En vertu du traité de Tordesillas, cet État devint possesseur légitime d'une partie du Brésil; cependant, son ambition ne se tint pas pour satisfaite.

Les Espagnols de Rio-Grande étaient trop proches voisins des Portugais de San-Paulo, pour que ceux-ci--métis de blancs et de Peaux-Rouges--ne leur cherchassent pas d'incessantes querelles.

Ce furent d'abord des excursions isolées, dans un but de vol et de pillage; puis, des expéditions s'organisèrent sur une plus grande échelle contre les réductions des Jésuites et contre les villes espagnoles.

On appela cela des entradas.

L'audace de ces mamalucos, ainsi qu'on les désignait, s'accrut avec le succès des razzias opérées.

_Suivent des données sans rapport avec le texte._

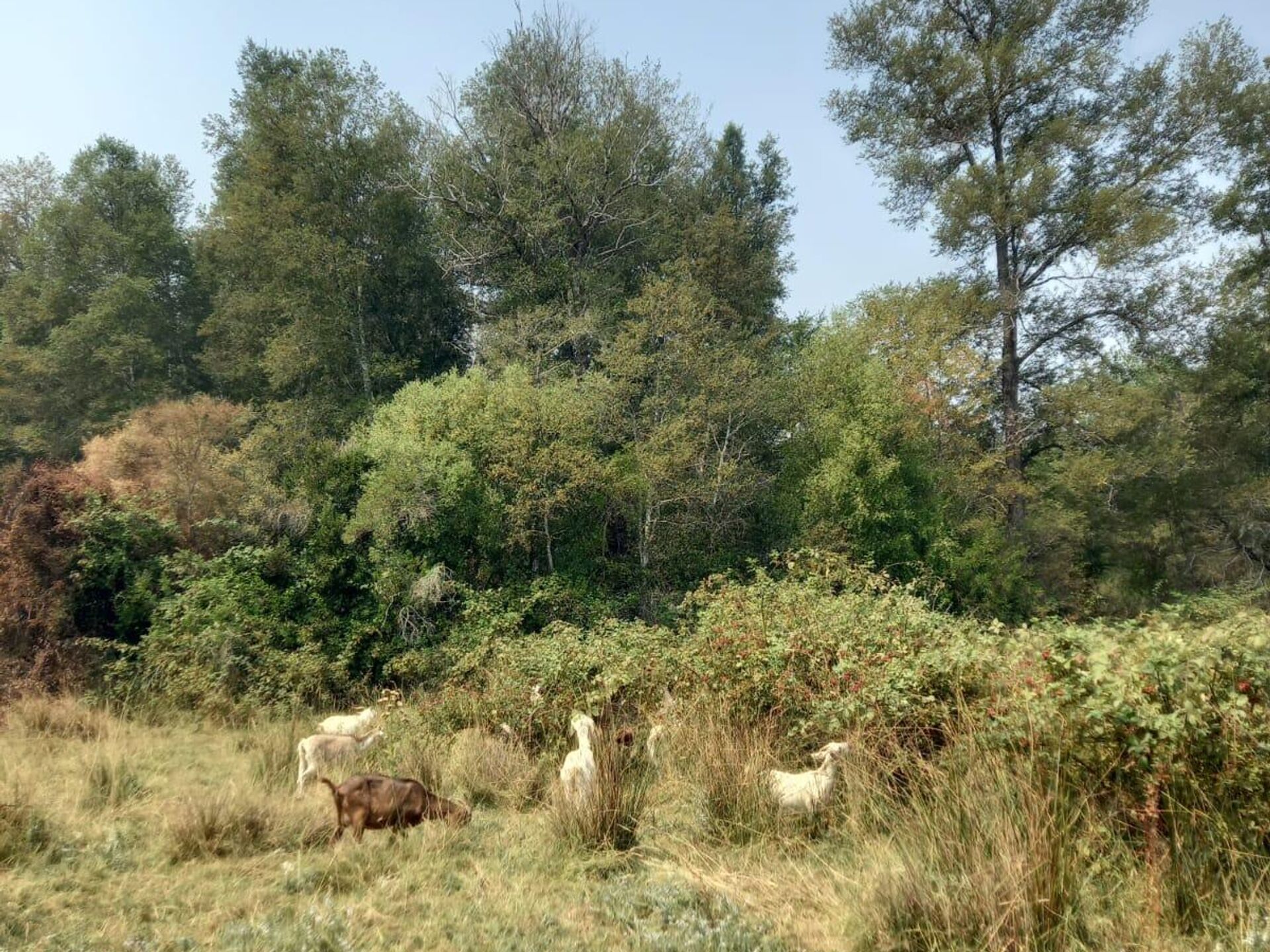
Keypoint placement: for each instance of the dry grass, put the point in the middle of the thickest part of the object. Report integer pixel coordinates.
(59, 716)
(182, 836)
(728, 774)
(610, 816)
(110, 781)
(492, 771)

A différentes reprises, des troupeaux considérables tombèrent en leur pouvoir, en même temps qu'ils ramenèrent prisonnières des tribus entières d'Indiens.

Le nombre de ces malheureux, ainsi réduits en esclavage, s'éleva, d'après les historiens espagnols, au chiffre de 300,000.

Quelque énorme qu'il soit, ce chiffre ne paraîtra pas exagéré à ceux qui connaissent l'humeur pillarde, cruelle, indomptée, des flibustiers qui composaient l'agglomération pauliste.

»Ces mêmes Paulistes, fameux par leurs brigandages et leur férocité, dit M. de Brossard, ruinèrent de fond en comble, dans l'espace de 20 ans (de 1620 à 1640) vingt-deux populations de Guaranis convertis et les villes espagnoles de Guayrà, Santiago-de-Jerès et Villarica.»